Palabras duras de Jesús, que nos golpean: “Pero, ¿quiénes son mis madre y mis hermanos?”. Ya sabemos que Jesús nunca tiene un estilo almibarado -¡Es profeta!-. Aun así, hay momentos en los que el choque es más fuerte. Porque estaba allí su madre. De entrada, hacemos un quiebro y miramos a María, su madre. ¿Cómo va a tener un sentido “duro”, delante de ella? Ella, la mujer del sí en la encarnación, la mujer creyente y discípula, abierta siempre al querer de Dios, que mantuvo la fe, aun en horas de noche oscura; hasta lo había engendrado antes en su corazón, por la fe, que en su seno maternal.  María es la Madre del “Verbo”, de la Palabra, ¿cómo no iba a ser toda para la escucha, para el discipulado? Y, efectivamente, miramos a María, y se allanan nuestras extrañezas.

En el sentir del pueblo judío la maternidad era la gloria suprema para la mujer. Una mujer estéril llevaba un estigma. Cómo se repiten, en la Biblia, los milagros de Dios, que hacen germinar vida en un vientre seco.

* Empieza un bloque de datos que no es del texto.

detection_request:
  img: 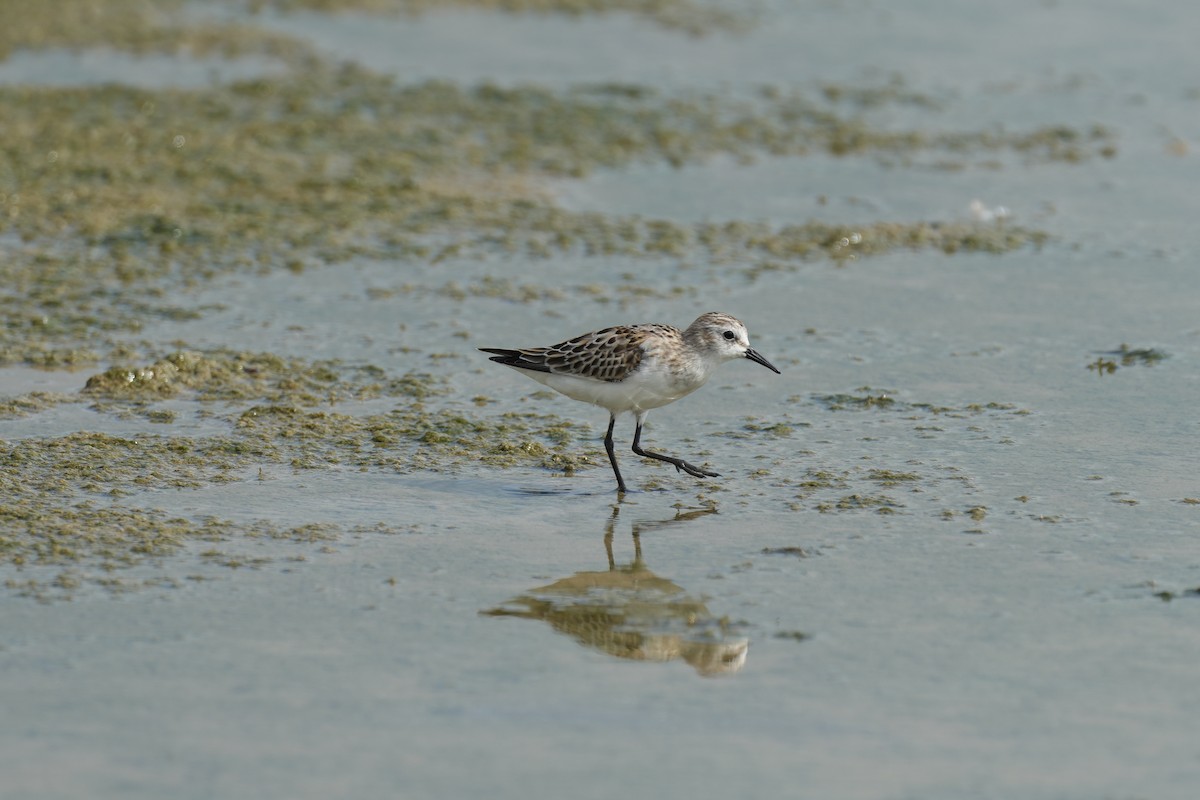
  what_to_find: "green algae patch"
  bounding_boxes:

Pues, a pesar de lo excelso de la maternidad biológica, Jesús apunta más alto. Sin rebajar su valor, nos hace una pedagogía o catequesis de la nueva familia del Reino. Más que los valores de la sangre, está la fe, la voluntad de Dios, escuchar y cumplir la palabra. Somos hijos del Padre de los creyentes, de Abraham. (No hace falta repetir que, en la Biblia, bajo el nombre de hermanos, caben los primos, los tíos y otros familiares).

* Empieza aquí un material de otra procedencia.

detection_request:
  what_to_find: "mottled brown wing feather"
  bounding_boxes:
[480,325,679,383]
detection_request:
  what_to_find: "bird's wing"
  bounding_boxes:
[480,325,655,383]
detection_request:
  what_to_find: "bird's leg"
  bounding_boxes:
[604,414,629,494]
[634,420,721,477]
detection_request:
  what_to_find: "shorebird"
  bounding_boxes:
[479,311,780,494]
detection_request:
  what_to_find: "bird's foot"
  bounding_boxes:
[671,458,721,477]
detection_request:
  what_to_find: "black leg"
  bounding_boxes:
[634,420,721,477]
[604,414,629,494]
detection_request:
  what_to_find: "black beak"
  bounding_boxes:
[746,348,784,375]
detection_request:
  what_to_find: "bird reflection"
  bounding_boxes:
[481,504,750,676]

Nosotros somos la nueva familia del Reino. Somos su familia, la familia de Jesús. Somos hermanos de Jesús e hijos del Padre del cielo. Todos podemos rezar juntos el Padrenuestro. Ya sé, ¡Ay!, que todo pueda quedar, a veces, en pura doctrina, en respuesta seca de catecismo. Invitémonos a vivirlo, a hacerlo carne. A que se manifieste en nuestra palabra y obras.  Solo así, este ser de la familia de Jesús nos colmará de alegría, “Alegría del evangelio”. Poseemos muchas experiencias de comunidades que no vienen de la sangre u otros intereses sino de buscar la voluntad de Dios, siguiendo más de cerca a Jesucristo. Ejemplo más claro será la Vida Religiosa, presente en la Iglesia en todos los tiempos, en todas las geografías, y en cantidad innumerable. La familia de Jesús hace de la Palabra su vida, sobre todo en la celebración de la Eucaristía compartida. Como un corolario, se me ocurre decir: Si el título de madre biológica no es lo definitivo, ¿por qué estaremos pegados, también  los seguidores de Jesús, a otros títulos mundanos, de los que, ya hace años, prometimos sacarlos de la Iglesia?

Pero quedémonos con el gusto de ser y llamarnos de la familia de Jesús.